Credit: Netflix

Netflix Inc. has been indicted by a grand jury in a Texas county on the charge of promoting lewd visuals of a child in the French film Cuties. 

On Tuesday, Matt Schaefer, a member of the Texas House of Representatives, tweeted a copy of a document, filed Sept. 23, which stated that a Tyler County grand jury has indicted Netflix for "promotion of lewd visual material depicting child," citing Texas Penal Code Section 43.262.

The indictment also alleges that the promotion of the film was "authorized or recklessly tolerated by" Netflix Co-CEO and Chairman Reed Hastings and Co-Chief Executive Officer and Chief Content Officer Ted Sarandos.

A press release from the Tyler County District Attorney's Office on Oct. 5 confirmed the indictment and added that the summons was served to Netflix on Oct. 1. The offense is a state jail felony.

EW has reached out to the Tyler County DA's office and representatives for Netflix for further comment.

Back in August, the streamer apologized for marketing materials used to promote Cuties, following backlash over a poster that was perceived by many as sexualizing children.

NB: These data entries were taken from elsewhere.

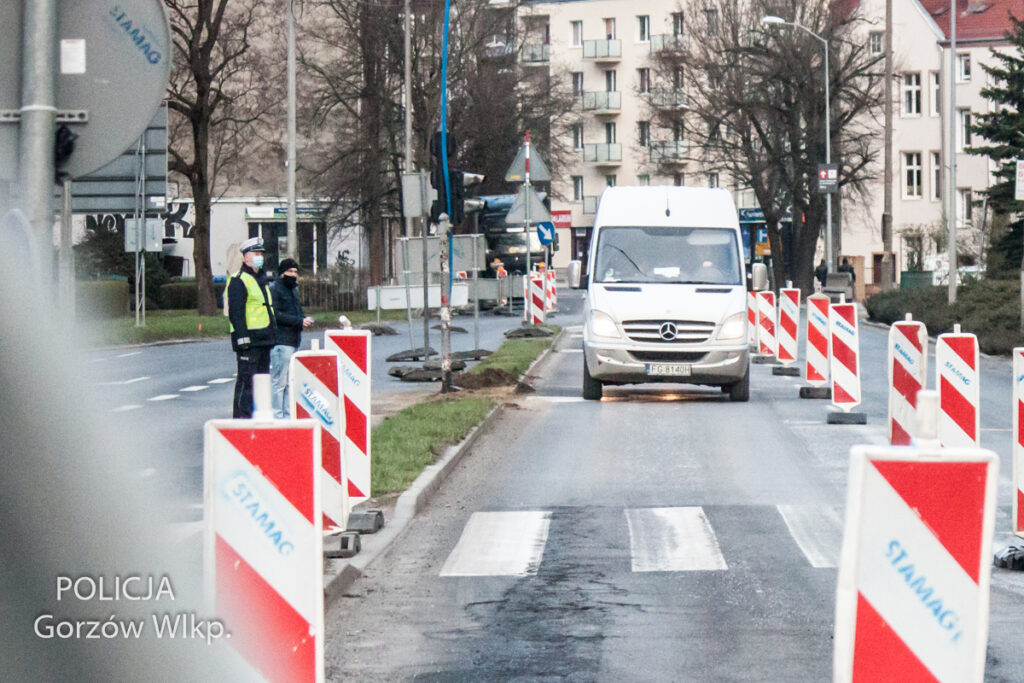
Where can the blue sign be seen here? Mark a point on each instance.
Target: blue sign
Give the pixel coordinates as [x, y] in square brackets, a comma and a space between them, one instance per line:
[546, 232]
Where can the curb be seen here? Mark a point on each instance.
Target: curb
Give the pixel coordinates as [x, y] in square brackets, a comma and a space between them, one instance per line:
[413, 500]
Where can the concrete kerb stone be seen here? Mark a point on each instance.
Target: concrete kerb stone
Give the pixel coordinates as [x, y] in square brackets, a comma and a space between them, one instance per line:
[411, 502]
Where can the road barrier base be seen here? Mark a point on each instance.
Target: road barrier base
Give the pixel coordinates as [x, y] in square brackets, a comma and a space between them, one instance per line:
[838, 418]
[366, 521]
[815, 392]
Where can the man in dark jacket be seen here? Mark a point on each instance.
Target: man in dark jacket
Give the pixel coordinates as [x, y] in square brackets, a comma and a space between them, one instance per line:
[250, 311]
[290, 324]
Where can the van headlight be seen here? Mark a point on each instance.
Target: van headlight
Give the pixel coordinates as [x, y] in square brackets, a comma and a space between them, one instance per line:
[734, 327]
[601, 325]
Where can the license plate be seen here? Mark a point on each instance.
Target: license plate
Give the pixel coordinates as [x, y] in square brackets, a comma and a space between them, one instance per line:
[669, 369]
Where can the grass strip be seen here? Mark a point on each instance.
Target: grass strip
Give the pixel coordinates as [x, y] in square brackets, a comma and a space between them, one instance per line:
[411, 439]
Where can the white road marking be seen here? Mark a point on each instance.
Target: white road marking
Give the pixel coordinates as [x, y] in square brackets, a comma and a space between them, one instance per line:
[817, 529]
[673, 540]
[500, 544]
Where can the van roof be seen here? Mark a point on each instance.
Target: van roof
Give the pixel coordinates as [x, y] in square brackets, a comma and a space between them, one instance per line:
[687, 207]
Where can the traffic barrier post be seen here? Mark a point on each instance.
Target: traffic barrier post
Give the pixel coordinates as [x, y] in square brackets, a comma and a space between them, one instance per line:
[956, 381]
[907, 366]
[263, 561]
[844, 340]
[913, 580]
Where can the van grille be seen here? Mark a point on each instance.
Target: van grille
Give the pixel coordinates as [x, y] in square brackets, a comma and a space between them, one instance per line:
[687, 332]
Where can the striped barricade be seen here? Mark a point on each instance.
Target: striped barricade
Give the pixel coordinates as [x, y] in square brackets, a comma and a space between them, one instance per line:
[314, 390]
[263, 543]
[956, 381]
[907, 373]
[844, 340]
[913, 579]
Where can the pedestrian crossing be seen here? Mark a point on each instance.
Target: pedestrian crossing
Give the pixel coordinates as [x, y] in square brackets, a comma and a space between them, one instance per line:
[687, 539]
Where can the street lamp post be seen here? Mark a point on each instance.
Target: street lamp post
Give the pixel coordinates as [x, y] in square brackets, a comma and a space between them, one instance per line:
[769, 20]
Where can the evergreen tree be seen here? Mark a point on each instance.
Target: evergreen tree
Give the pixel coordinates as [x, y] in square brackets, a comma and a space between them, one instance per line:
[1004, 130]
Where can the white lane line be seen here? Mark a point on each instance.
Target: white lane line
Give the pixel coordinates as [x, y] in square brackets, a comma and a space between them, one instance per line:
[500, 544]
[124, 382]
[817, 529]
[673, 540]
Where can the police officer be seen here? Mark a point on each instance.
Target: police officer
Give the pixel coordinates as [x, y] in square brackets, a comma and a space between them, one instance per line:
[250, 310]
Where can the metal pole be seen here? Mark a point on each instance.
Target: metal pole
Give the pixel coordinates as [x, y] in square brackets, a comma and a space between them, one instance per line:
[293, 230]
[36, 166]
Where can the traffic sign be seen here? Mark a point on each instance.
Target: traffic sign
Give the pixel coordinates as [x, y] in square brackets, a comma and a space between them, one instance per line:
[546, 231]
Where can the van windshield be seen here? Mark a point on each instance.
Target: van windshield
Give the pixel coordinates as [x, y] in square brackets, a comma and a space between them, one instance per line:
[689, 255]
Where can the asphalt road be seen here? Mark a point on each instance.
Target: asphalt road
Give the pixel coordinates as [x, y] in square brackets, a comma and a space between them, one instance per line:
[662, 534]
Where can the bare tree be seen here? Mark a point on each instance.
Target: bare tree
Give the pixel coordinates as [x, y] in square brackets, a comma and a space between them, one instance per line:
[217, 95]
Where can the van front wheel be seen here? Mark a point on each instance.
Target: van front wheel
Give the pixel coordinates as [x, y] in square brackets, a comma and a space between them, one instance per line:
[591, 387]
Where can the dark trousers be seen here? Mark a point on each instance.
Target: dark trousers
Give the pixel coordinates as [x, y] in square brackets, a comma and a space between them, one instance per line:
[255, 360]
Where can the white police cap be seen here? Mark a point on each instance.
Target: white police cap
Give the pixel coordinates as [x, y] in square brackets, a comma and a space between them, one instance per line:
[252, 244]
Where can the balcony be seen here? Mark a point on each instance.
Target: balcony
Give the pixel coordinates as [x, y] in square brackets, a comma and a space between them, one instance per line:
[603, 154]
[536, 54]
[668, 98]
[602, 50]
[602, 101]
[669, 152]
[667, 42]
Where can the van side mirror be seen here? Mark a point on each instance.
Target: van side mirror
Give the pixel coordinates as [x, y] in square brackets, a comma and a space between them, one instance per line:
[574, 273]
[759, 276]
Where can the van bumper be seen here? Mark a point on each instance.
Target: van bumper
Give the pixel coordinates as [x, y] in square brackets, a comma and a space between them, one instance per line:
[720, 365]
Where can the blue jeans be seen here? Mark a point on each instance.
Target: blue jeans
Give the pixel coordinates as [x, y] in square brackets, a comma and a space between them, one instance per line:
[281, 356]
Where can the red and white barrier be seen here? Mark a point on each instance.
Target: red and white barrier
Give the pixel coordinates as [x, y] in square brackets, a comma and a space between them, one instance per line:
[767, 344]
[353, 347]
[913, 579]
[264, 545]
[788, 325]
[817, 353]
[314, 390]
[907, 374]
[956, 381]
[1019, 441]
[536, 299]
[845, 366]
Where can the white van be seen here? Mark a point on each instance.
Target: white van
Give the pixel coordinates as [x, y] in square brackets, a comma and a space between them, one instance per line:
[666, 291]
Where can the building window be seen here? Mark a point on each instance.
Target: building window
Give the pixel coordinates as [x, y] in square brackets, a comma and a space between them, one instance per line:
[964, 139]
[643, 77]
[911, 175]
[876, 42]
[911, 93]
[677, 24]
[609, 28]
[643, 28]
[963, 67]
[577, 32]
[578, 83]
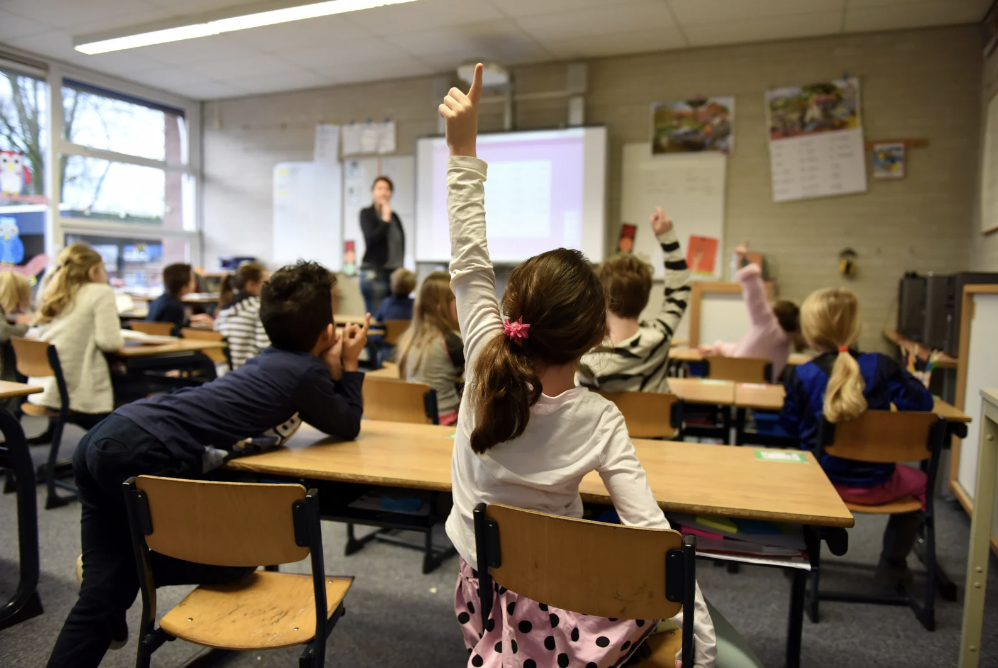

The original artwork featured the film's young main characters in suggestive poses and dressed in revealing outfits.

"We're deeply sorry for the inappropriate artwork that we used for Mignonnes/Cuties," a Netflix spokesperson said in a statement. "It was not OK, nor was it representative of this French film which won an award at Sundance. We’ve now updated the pictures and description."

A coming-of-age dramedy directed by French filmmaker Maïmouna Doucouré, Cuties (Mignonnes in French) follows an 11-year-old Senegalese immigrant named Amy who moves to Paris with her family. She becomes fascinated by a dance troupe at her school, which puts her in conflict with her family's traditional Muslim values.

The film has received mixed reactions, with a split in reception from audiences versus critics. On IMDb, viewers gave Cuties a dismal 1.9 out of 10, while on Rotten Tomatoes, which aggregates reviews from critics, it has an 8.6 out of 10.

In an op-ed for The Washington Postdirector Doucouré defended the film and maintained that Cuties was made through a critical lens to "start debate about the sexualization of children in society."

"We, as adults, have not given children the tools to grow up healthy in our society," the filmmaker wrote. "I wanted to open people's eyes to what's truly happening in schools and on social media, forcing them to confront images of young girls made up, dressed up and dancing suggestively to imitate their favorite pop icon. I wanted adults to spend 96 minutes seeing the world through the eyes of an 11-year-old girl, as she lives 24 hours a day. These scenes can be hard to watch but are no less true as a result."

Doucouré added that production was "extremely mindful" of the young performers and a trained counselor was on set.

"There was no nudity except for a one-second shot in which the main characters see the exposed breast of an actress over 18 while watching a video of a dance routine on a grainy mobile screen. The project was even approved by the French government's child protection authorities," she continued.